BCA / B.Tech 20 min read

Normalization

What is Normalization in DBMS?

Normalization is a database design technique whose main objective is to reduce data redundancy and ensure data integrity. Through the normalization process, a large table is divided into smaller, well-structured tables, and they are linked together with appropriate relationships. This process organizes the database structure, preventing unnecessary complexities and anomalies when inserting, updating, or deleting data. The main goal is to ensure that data for each entity is stored only once, which improves database performance and saves storage space.

Benefits of Normalization:
  • Reduces Data Redundancy: Normalization reduces the duplication of data in the database, which saves storage space.
  • Improves Data Integrity: By properly defining relationships between tables, data integrity is maintained.
  • Ensures Data Consistency: Anomalies do not occur when updating data in a normalized database, thus maintaining data consistency.
  • Better Performance: The size of the database is reduced, which makes query processing faster.

Normal Forms:

Normalization is divided into several stages, called Normal Forms. Each normal form has specific rules for dividing tables to make the database more efficient and organized.

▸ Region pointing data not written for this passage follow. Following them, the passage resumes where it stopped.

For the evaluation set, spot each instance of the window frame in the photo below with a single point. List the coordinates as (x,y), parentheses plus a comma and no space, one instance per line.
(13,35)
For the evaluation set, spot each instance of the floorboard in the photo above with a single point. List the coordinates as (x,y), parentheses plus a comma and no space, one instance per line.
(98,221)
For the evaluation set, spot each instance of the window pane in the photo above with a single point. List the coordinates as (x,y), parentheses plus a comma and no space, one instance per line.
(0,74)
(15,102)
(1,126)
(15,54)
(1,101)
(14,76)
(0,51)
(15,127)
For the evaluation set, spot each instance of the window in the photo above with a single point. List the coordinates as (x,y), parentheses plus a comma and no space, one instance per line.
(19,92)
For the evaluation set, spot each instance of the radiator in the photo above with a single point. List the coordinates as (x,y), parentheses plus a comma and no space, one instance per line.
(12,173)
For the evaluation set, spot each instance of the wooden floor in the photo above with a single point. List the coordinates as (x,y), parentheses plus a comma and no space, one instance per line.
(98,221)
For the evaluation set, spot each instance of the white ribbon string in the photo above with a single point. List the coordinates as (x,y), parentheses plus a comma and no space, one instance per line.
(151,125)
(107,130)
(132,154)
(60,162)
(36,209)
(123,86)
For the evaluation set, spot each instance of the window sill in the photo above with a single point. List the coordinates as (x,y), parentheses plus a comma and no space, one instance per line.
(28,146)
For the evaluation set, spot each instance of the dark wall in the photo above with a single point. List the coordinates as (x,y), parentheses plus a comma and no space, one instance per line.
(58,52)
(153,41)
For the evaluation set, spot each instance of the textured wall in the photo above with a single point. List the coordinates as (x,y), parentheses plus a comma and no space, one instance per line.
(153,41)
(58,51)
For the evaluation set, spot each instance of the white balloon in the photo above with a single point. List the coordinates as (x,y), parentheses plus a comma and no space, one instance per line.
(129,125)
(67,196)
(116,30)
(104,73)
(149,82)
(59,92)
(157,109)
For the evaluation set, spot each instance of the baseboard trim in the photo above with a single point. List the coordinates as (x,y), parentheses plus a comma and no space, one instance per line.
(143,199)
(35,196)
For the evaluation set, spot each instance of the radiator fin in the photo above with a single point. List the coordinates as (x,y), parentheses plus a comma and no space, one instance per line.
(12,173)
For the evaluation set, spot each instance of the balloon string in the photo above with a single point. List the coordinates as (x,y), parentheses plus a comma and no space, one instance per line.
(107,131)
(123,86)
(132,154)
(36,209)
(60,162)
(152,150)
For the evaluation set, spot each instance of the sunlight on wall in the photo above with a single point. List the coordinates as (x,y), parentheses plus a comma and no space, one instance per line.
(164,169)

  • First Normal Form (1NF): A table is in 1NF if:
    • All columns in the table contain atomic values (i.e., each column holds a single value).
    • There are no repeating groups of columns.
    • Example: A table that stores a customer's information and their multiple purchases in a single column would not be in 1NF. In 1NF, each column must contain only a single value.
  • Second Normal Form (2NF): A table is in 2NF if:
    • It is in 1NF.
    • All non-prime attributes are fully functionally dependent on the entire primary key, meaning there is no partial dependency.
  • Third Normal Form (3NF): A table is in 3NF if:
    • It is in 2NF.
    • There is no transitive dependency for non-prime attributes. This means a non-prime attribute does not depend on another non-prime attribute.
    • Example: If a table has `Employee ID`, `Department ID`, and `Department Name`, where `Department Name` depends on `Department ID` (which is not the primary key), it violates 3NF. This should be split into two tables: one for employees and one for departments.
  • Boyce-Codd Normal Form (BCNF): BCNF is a stricter version of 3NF. A table is in BCNF if:
    • It is in 3NF.
    • For every functional dependency (X → Y), X must be a superkey.
  • Fourth Normal Form (4NF): A table is in 4NF if:
    • It is in BCNF.
    • It has no multi-valued dependencies. 4NF aims to eliminate multi-valued dependencies, where one attribute depends on multiple other attributes.
  • Fifth Normal Form (5NF): A table is in 5NF if:
    • It is in 4NF.
    • No data anomalies arise due to join dependencies. 5NF aims to divide tables in such a way that they can be rejoined without any data loss.